Ogah Pasok ke PLN, Pemerintah Diminta Cabut Izin Pengusaha Batu Bara Nakal

Pemerintah diminta beri sanksi tegas bagi pengusaha yang tidak memenuhi ketentuan kewajiban pasok dalam negeri ( Domestic Market Obligation/DMO) batu bara sebesar 25 persen.

oleh Tira Santia diperbarui 02 Jan 2022, 15:00 WIB
Aktivitas pekerja menggunakan alat berat saat menurunkan muatan batu bara di Pelabuhan KCN Marunda, Jakarta, Minggu (27/10/2019). Berdasarkan data ICE Newcastle, ekspor batu bara Indonesia menurun drastis mencapai 5,33 juta ton dibandingkan pekan sebelumnya 7,989 ton. (merdeka.com/Iqbal S Nugroho)

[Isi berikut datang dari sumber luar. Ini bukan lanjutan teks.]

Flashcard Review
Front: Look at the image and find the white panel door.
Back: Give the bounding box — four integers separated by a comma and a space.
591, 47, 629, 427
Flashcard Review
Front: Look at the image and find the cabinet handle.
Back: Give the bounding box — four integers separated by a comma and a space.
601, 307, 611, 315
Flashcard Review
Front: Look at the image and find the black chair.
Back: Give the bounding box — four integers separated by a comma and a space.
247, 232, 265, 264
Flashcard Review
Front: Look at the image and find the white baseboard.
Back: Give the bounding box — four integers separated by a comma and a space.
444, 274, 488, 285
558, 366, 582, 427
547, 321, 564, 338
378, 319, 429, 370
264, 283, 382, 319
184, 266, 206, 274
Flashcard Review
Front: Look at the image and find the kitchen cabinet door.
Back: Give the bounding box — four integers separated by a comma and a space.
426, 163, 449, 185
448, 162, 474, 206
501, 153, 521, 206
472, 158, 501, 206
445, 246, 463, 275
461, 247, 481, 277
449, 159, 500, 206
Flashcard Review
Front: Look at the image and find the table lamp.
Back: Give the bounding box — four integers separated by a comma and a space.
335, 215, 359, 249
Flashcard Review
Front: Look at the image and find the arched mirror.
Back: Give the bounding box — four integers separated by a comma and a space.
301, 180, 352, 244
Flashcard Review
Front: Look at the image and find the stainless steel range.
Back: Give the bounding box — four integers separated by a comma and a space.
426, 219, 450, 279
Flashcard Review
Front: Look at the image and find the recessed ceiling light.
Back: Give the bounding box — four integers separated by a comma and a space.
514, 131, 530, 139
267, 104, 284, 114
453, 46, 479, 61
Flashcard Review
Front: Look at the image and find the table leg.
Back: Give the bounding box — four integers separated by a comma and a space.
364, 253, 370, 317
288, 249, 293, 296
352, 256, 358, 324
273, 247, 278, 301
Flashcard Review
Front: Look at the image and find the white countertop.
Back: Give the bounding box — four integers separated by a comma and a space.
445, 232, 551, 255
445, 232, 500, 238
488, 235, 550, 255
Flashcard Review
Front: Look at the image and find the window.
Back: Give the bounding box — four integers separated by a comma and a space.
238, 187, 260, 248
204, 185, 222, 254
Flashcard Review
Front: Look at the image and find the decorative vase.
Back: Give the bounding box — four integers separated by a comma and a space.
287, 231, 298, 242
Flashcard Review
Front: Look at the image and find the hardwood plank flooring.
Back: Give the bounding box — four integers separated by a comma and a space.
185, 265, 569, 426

Liputan6.com, Jakarta - Pemerintah diminta beri sanksi tegas bagi pengusaha yang tidak memenuhi ketentuan kewajiban pasok dalam negeri ( Domestic Market Obligation /DMO) sebesar 25 persen. Hal ini menyusul adanya kebijakan penghentian ekspor batu bara dalam waktu sebulan sejak 1 Januari 2022 hingga 31 Januari 2022.

Pengamat Kebijakan Publik Agus Pambagyo mengatakan, sektor kelistrikan mengalami penurunan pasokan batu bara, sehingga di bawah ketentuan DMO 25 persen.

Sehingga jika kondisi ini tidak ditangani pemerintah maka akan terjadi permasalah serius yaitu pemadaman listrik karena pembangkit listrik kekurangan energi primernya.

"Jadi pengusaha wajib menyetor 25 persen produksi batu bara ke dalam negeri, rupayanya karena pengawasan sulit batu bara diekspor semua lewat pelabuhan-pelabuhan," kata Agus, Minggu (2/1/2022).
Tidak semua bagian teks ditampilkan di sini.